Et non-juifs, arrêtez immédiatement d’évoquer la Palestine chaque fois qu’un juif non israélien exprime des craintes ou des inquiétudes concernant la montée de l’antisémitisme dans nos propres pays. C’est antisémite de tenir des Juifs non israéliens responsables des actions d’un pays où nous ne vivons pas, simplement parce que nous pourrions partager une identité ethno-religieuse avec beaucoup de ceux qui y vivent. (En effet, pas moins une autorité que l’ambassadeur des États-Unis en Israël, David Friedman, déclare publiquement que les chrétiens évangéliques sont des partisans plus forts de la politique d’Israël que la plupart des juifs américains, donc si vous tenez un groupe religieux américain pour responsable de la politique israélienne, il n’a pas de sens de commencer par les Juifs américains.) Des condamnations honnêtes de l’antisémitisme réel comme celle de Louis Farrakhan rendront vos critiques d’Israël plus convaincantes, pas moins, car cela montrera que vous n’êtes pas motivé par la haine de les Juifs. Et si vous voulez que les Juifs cessent de s’identifier si fortement à l’État d’Israël, vous devriez vous investir particulièrement pour que nous nous sentions en sécurité dans la diaspora, à un moment où beaucoup d’entre nous se sentent plus menacés que nous ne l’avons été depuis des décennies.

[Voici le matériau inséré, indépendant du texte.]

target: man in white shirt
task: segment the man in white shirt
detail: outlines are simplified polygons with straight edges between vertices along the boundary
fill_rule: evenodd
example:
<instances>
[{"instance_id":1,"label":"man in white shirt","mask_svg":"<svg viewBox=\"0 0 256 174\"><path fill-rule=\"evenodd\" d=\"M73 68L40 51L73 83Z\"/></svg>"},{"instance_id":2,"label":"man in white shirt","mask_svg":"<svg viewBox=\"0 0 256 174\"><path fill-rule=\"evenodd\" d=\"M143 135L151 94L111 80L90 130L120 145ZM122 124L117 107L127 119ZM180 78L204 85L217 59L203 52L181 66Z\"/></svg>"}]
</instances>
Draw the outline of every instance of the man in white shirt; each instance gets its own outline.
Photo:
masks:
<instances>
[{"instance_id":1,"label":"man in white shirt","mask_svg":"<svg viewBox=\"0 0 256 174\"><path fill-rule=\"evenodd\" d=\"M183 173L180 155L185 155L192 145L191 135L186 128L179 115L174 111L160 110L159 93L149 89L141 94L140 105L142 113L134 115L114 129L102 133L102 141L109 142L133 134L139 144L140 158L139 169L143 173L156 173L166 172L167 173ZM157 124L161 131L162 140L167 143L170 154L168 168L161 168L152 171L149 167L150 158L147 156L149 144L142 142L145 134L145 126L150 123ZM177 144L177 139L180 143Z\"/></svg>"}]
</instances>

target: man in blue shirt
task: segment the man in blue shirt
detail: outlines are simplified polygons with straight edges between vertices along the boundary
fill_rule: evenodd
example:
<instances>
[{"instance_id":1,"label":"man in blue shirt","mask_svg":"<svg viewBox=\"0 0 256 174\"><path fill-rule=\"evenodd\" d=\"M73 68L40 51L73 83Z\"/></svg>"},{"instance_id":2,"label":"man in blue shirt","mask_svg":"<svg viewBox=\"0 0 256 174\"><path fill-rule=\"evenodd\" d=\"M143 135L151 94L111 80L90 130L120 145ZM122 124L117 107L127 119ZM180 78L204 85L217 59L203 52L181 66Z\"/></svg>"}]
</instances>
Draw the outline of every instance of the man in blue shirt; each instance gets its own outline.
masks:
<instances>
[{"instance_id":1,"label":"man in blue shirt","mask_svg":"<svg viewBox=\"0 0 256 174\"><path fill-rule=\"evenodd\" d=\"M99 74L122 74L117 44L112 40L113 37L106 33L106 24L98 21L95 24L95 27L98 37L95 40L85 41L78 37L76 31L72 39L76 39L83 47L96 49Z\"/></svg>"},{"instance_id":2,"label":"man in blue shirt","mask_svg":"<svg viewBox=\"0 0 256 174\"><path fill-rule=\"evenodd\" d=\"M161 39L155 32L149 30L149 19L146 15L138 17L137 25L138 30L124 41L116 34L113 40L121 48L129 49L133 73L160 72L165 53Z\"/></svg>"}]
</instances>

C’est mal pour les Juifs d’évoquer l’antisémitisme au moment où un non-Juif commence à parler des droits des Palestiniens. C’est mal pour des non-juifs d’évoquer la Palestine dès qu’un juif commence à parler d’antisémitisme, en particulier d’antisémitisme dirigé contre des juifs qui ne vivent même pas en Israël. Le respect de ces deux règles simples rendrait toutes nos conversations un peu plus honnêtes et justes.